L’inchiesta rivelatrice degli abusi sessuali coperti dal Vaticano

Come i poliziotti, i cowboy e i soldati, anche i giornalisti sono un pilastro del cinema americano. A volte eroi positivi, a volte protagonisti spregiudicati (a seconda dell’epoca e delle oscillazioni dell’opinione pubblica), la loro popolarità non è mai venuta meno nel corso del tempo. A quarant’anni esatti da quando il regista Alan Pakula, con “Tutti gli uomini del Presidente”, trasformò in eroi arcinoti i due giornalisti del “Washington Post” Bob Woodward e Carl Bernstein (gli attori erano Robert Redford e Dustin Hoffmann), raccontando la loro straordinaria inchiesta sullo scandalo Watergate che travolse il presidente Nixon, diversi film importanti hanno messo in campo generazioni di paladini della verità. Si va da “Cronisti d’assalto” (1994) di Ron Howard a “Insider – Dietro la verità” (1999) di Michael Mann, da “Good Night and Good Luck” (2005) di George Clooney a “State of Play” (2009) di Kevin Macdonald.
Ed ecco che ora approda nelle sale italiane “Il caso Spotlight” diretto da Tom McCarthy (già attore in “Good Night and Good Luck”), il film sul giornalismo investigativo più acclamato dell’anno, che dopo il debutto a Venezia ha vinto negli Usa i principali premi della critica e del cinema indipendente, ha avuto sei nomination agli Oscar ed è favorito per la statuetta alla miglior sceneggiatura.
È la storia di come a Boston nel 2001 si indagò e si lanciò la campagna contro i preti pedofili. Perfetto film di genere, è una macchina senza sbavature ambientata nel mondo del giornalismo americano, uno di quei film che periodicamente arrivano a fare sensazione come gli eventi che li hanno ispirati (il Watergate appunto), con figure emblematiche a sostenere il racconto.
Siamo al “Boston Globe”, deve arrivare un nuovo direttore e già dalle prime battute entriamo nel linguaggio scabro fatto di partite di poker, risposte fulminanti e poche chiacchere. I capi redattori coordinano (Michael Keaton), i cronisti scalpitano, e poi, per par condicio, ci sono anche una donna (Rachel McAdams) e un outsider di origine portoghese (Mark Ruffalo), che non molla la presa finché non arriva in fondo. Ora ha per le mani il caso di un prete che ha molestato dei bambini. Ma può un giornale i cui lettori sono più della metà cattolici dare il via a un’inchiesta devastante sulla Chiesa? Anche il nuovo direttore è un personaggio che fa scalpore, che va dritto allo scopo di rendere indispensabile il quotidiano, in un’epoca in cui internet azzera le vendite. Di poche parole, ebreo, ha una strategia in mente e indirizza le ricerche verso una strada di non ritorno (come succederà), facendo scoppiare un caso di cui ancora si parla.
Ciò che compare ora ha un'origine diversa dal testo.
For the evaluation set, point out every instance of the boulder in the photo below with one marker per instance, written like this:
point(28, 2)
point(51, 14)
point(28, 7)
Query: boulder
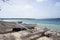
point(44, 38)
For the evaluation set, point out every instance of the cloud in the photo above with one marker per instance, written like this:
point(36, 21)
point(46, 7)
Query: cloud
point(57, 4)
point(41, 0)
point(28, 7)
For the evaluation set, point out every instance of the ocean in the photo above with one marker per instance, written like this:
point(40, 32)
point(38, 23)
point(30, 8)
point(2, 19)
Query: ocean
point(53, 24)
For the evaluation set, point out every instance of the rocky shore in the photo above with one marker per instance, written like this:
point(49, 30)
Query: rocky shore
point(31, 33)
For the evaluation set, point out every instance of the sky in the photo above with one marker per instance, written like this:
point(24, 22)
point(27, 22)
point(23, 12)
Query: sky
point(39, 9)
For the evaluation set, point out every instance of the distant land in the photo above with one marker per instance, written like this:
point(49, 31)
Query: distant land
point(28, 19)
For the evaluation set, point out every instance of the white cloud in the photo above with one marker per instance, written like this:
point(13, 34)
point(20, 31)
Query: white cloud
point(57, 4)
point(41, 0)
point(27, 7)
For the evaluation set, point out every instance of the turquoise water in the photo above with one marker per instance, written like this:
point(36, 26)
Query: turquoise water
point(51, 24)
point(45, 24)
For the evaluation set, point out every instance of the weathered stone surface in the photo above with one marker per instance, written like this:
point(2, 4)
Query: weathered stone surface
point(44, 38)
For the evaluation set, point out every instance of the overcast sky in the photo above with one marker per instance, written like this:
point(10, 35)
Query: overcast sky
point(30, 9)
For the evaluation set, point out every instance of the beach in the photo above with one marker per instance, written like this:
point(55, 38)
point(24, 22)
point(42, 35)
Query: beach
point(14, 31)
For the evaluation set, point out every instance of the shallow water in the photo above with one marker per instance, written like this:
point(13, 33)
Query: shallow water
point(51, 24)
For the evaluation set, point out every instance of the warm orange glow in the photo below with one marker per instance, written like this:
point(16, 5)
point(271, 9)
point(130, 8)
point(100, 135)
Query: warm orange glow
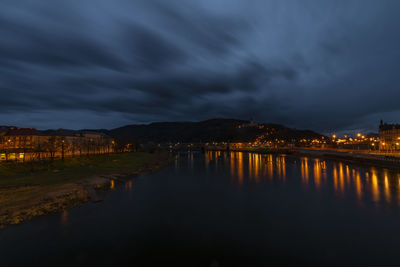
point(112, 184)
point(375, 186)
point(317, 173)
point(387, 188)
point(240, 167)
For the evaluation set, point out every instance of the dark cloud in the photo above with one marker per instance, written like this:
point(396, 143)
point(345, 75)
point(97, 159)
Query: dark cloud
point(326, 66)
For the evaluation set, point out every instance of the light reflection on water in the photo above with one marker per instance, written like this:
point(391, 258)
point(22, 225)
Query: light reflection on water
point(365, 185)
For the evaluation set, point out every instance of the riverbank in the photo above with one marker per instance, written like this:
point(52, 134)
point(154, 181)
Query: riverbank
point(32, 189)
point(355, 158)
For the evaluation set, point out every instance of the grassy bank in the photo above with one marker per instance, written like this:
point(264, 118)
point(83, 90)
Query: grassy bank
point(32, 189)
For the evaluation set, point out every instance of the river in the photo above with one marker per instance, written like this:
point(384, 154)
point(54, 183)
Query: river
point(224, 209)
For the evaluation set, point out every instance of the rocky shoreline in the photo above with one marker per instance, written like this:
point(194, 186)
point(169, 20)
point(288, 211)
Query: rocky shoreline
point(67, 195)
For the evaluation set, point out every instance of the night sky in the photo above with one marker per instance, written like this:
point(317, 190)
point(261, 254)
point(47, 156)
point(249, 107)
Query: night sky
point(323, 65)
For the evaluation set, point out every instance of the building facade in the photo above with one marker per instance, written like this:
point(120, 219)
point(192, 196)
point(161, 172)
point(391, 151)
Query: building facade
point(24, 144)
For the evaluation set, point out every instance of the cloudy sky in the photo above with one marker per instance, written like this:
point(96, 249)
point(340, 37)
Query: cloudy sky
point(324, 65)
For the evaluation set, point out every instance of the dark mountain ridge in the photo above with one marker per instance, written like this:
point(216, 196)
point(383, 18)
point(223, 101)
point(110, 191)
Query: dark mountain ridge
point(213, 130)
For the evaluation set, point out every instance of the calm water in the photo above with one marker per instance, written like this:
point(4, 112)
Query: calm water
point(225, 209)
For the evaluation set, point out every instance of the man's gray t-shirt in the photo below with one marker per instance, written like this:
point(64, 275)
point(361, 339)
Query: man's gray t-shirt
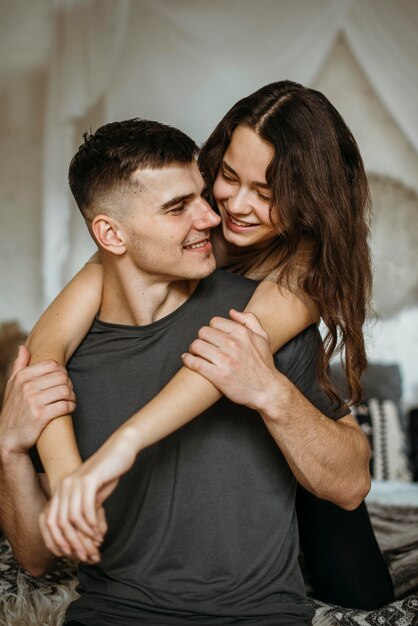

È molto interessante, nel “Caso Spotlight”, seguire il meccanismo del giornalismo investigativo raccontato nei minimi dettagli. Ovvero: non uscire allo scoperto se prima l’indagine non sia stata completata nelle prove e nelle testimonianze. L’inchiesta infatti durerà parecchi mesi a partire dai primi tredici casi di preti conosciuti, fino ai novanta che emergeranno via via, alle interviste senza mezzi termini a base di: “La gente vuole sapere i particolari. Dove è successo? Quando è successo?”. Il gruppo dei cronisti è lanciato sulle piste dell’avvocato (Stanley Tucci) che difende le vittime delle violenze, e che patteggia direttamente con la Chiesa ottenendo altissimi risarcimenti (sono stati recentemente calcolati in quasi un miliardo di dollari negli Usa, di cui 21 milioni solo a San Francisco).
Quello del regista e sceneggiatore Tom McCarthy, nato nel New Jersey con studi a Boston - che ha firmato tra gli altri “Station Agent” (2003) e “L’ospite inatteso” (2007) - è esattamente il film che ci si aspetta: un cast di ottimi attori, puntuale e diligente nella messa in scena, preciso e solido nella scrittura, nel montaggio, nel raccontarci lo scandalo dell’arcidiocesi di Boston, nelle indagini dei cronisti, e infine, e soprattutto, nel dolore delle vittime. Un’altra morale è data dalla passione per il proprio giornale e per il lavoro inteso come missione, che prevale su ogni altro sentimento.